In this portion of the lab you’ll analyze data collected by a large public university as part of an investigation into salary differences between male and female faculty members:

fac_sal = read.csv("https://remiller1450.github.io/data/Salaries.csv")

Question #2:

  • Part A: Use a two-sample \(t\)-test to evaluate whether there is a statistically significant difference in the salaries of male vs. female faculty. Report a one-sentence conclusion that includes the sample means and \(p\)-value.
  • Part B: Did the \(t\)-test from Part A assess a marginal effect, a conditional effect, or an adjusted effect? Is this a problem?
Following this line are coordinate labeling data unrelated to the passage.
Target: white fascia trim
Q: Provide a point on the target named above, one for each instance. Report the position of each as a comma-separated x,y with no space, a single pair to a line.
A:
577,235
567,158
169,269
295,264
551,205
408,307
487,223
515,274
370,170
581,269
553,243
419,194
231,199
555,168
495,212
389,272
State one of these and briefly explain your reasoning.
  • Part C: Apply the definition of confounding to check whether the variable rank might confound the marginal association between sex and salary. You may use either visualizations of descriptive statistics to check both pieces of the definition. Hint: remember that the definition of confounding requires there to be an association between a third variable and both the explanatory and response variables.
  • Part D: Use an \(F\)-test to compare the models salary ~ sex + rank and salary ~ sex. Report whether the more complex model seems to have a better fit.
  • Part E: Now use a series of \(F\)-tests to determine whether yrs.since.phd and discipline should also be added to the model to further improve the fit (over the alternative model from Part D).
  • Part F: Check the assumptions of the final model you decided upon in Part E. Briefly comment on each assumption.
  • Part H: If you deemed it necessary in Part F, perform a log-transformation on the outcome variable, otherwise skip this step.
  • Part G: Use the summary() function to perform a \(t\)-test investigating whether there is a difference in the expected salaries of male and female faculty after adjusting for the other variables in your final model. Report the adjusted difference in salaries as part of a one-sentence conclusion that cites the \(p\)-value of this \(t\)-test.